Although you can’t completely avoid muscle soreness, you can help your muscles recover from your workout and you can prevent injury in seven simple ways:

  1. Stretch. Stretching your muscles after a workout helps to keep them limber and reduces stiffness the next day. (Weight training strengthens but shortens muscles, so it is important to incorporate stretching into your weekly exercise routine.) Stretching muscles prevent knots which can prevent progress in strength and further injuries.
  2.  Foam roll. (Trigger Point Performance GRID Foam Roller.) This is much more painful than the sore muscles themselves, but one of the smartest and most effective ways to keep your muscles happy and healthy. Foam rolling your muscles (self-myofascial release) after exercise helps to inhibit over-active muscles and relaxes them. By foam rolling, you can find tender areas on your muscles (where a knot may exist) and apply pressure on that area for 30 to 60 seconds. Not only does this help muscle growth, but it prevents injury by stressed out, overworked muscles. (Try foam rolling your IT band along the length of your outer thigh – there may be tears!)

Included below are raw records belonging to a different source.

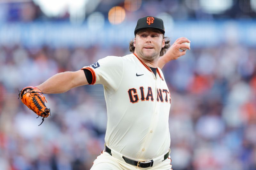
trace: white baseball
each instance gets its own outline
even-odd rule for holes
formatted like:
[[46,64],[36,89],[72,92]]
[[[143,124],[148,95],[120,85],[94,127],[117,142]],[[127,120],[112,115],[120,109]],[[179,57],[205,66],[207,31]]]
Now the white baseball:
[[[188,42],[184,42],[184,43],[181,43],[181,44],[187,44],[187,45],[188,45],[189,46],[190,46],[190,43],[188,43]],[[186,50],[187,49],[188,49],[188,48],[180,48],[180,50],[181,51],[183,51]]]

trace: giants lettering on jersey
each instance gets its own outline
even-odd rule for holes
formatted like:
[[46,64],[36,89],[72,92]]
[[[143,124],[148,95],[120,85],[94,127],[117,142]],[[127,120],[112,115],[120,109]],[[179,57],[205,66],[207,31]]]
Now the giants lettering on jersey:
[[151,101],[153,102],[156,99],[158,102],[170,102],[172,101],[171,93],[166,89],[156,89],[156,99],[154,99],[152,89],[151,87],[148,87],[146,90],[144,90],[144,87],[140,87],[138,92],[137,89],[135,88],[130,89],[128,90],[128,94],[130,99],[130,102],[134,103],[137,103],[139,100],[140,101]]

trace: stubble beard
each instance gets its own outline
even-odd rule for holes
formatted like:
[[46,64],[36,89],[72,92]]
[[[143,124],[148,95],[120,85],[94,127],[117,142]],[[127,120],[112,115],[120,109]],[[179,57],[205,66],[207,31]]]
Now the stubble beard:
[[140,57],[142,58],[143,60],[150,62],[153,62],[154,61],[158,60],[158,58],[160,56],[160,51],[158,53],[157,52],[155,51],[151,54],[146,54],[143,53],[142,51],[142,50],[140,51],[138,51],[139,50],[136,50],[135,48],[135,50]]

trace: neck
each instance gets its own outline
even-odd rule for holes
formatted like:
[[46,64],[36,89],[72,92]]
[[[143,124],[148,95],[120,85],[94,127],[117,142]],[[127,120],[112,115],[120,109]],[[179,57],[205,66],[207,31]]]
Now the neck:
[[156,58],[153,61],[148,61],[148,60],[145,60],[140,56],[140,55],[138,55],[138,54],[136,53],[136,51],[134,51],[134,53],[135,54],[136,54],[136,55],[137,55],[138,57],[140,58],[140,59],[141,60],[144,62],[144,63],[148,65],[148,66],[153,68],[156,68],[157,67],[158,59],[159,59],[159,57]]

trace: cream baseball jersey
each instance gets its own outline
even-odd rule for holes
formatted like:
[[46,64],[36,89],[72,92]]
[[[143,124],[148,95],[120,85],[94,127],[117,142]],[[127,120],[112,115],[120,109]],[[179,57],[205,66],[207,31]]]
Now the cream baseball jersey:
[[92,84],[103,85],[108,120],[105,141],[112,149],[134,159],[165,153],[170,145],[171,98],[163,73],[155,76],[135,54],[108,56],[82,69]]

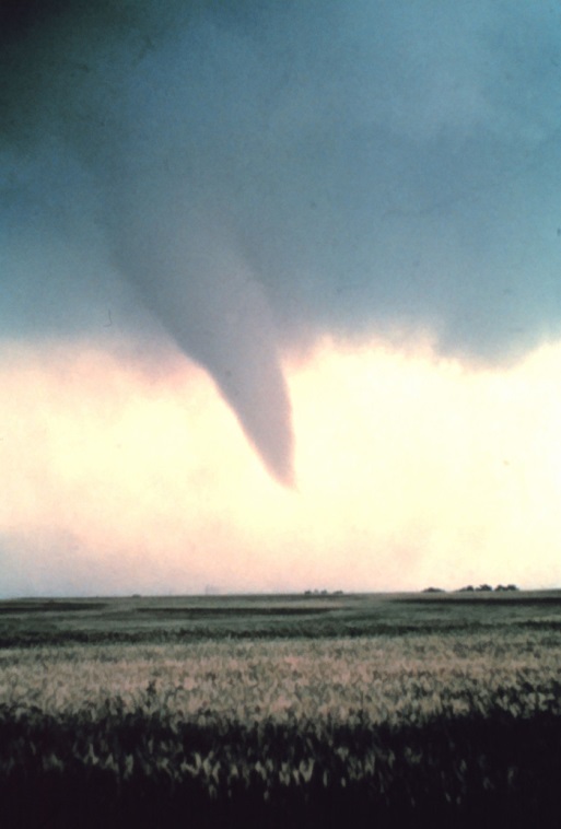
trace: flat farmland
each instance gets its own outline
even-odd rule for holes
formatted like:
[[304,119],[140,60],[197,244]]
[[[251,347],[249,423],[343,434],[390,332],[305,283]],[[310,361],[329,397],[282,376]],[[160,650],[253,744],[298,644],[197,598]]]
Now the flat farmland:
[[557,826],[561,593],[0,603],[2,827]]

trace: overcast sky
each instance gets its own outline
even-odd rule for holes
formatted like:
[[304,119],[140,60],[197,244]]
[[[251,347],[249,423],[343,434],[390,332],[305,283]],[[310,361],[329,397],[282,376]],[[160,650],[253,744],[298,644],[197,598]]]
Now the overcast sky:
[[0,595],[561,586],[559,4],[2,9]]

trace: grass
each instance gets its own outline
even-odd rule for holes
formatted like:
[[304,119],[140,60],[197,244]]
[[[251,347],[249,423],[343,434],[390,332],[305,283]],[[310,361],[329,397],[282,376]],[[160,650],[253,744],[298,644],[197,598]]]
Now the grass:
[[19,599],[0,641],[8,829],[557,826],[559,593]]

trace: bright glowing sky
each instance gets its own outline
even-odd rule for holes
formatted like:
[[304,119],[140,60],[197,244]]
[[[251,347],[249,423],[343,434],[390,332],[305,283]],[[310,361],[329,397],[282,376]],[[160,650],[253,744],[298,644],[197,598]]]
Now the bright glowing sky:
[[0,596],[561,585],[560,26],[0,11]]
[[559,584],[561,346],[493,371],[318,341],[287,362],[295,491],[170,359],[4,346],[4,593]]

  3. Take an ice bath. Ice baths help to reduce inflammation in muscles and flushes lactic acid after a long run or intense workout. Switch to warmer water to increase blood flow and circulation to speed up your healing process.
  4. Add glutamine to your diet. Glutamine is the most common amino acid in your muscles, but the most depleted after exercising and takes the longest to replenish. Adding a teaspoon of glutamine powder to your post-exercise protein shake will help improve your muscle’s recovery time.
  5. “Slow and steady wins the race.” Most injuries happen when people are reckless. Lift heavy weights but be mindful of your form. Run as long as you can, but take a break when you’re battling a chest cold or it’s icy outside. If it feels unsafe and you don’t feel 100% about it: trust your gut. It’s better to go slow and steady so you don’t put yourself out of commission for longer periods of time.
  6.  Warm up. Do a brisk walk on the treadmill or 50 jumping jacks to get blood flowing to the muscles before lifting weights or running. Cold muscles are like glass that can shatter.
  7. Take rest days once or twice a week. If you love exercising, this will be difficult. But your muscles will thank you. They deserve a vacation after all the work they’ve done!

How do you let your muscles recover after exercising? How do you prevent injuries?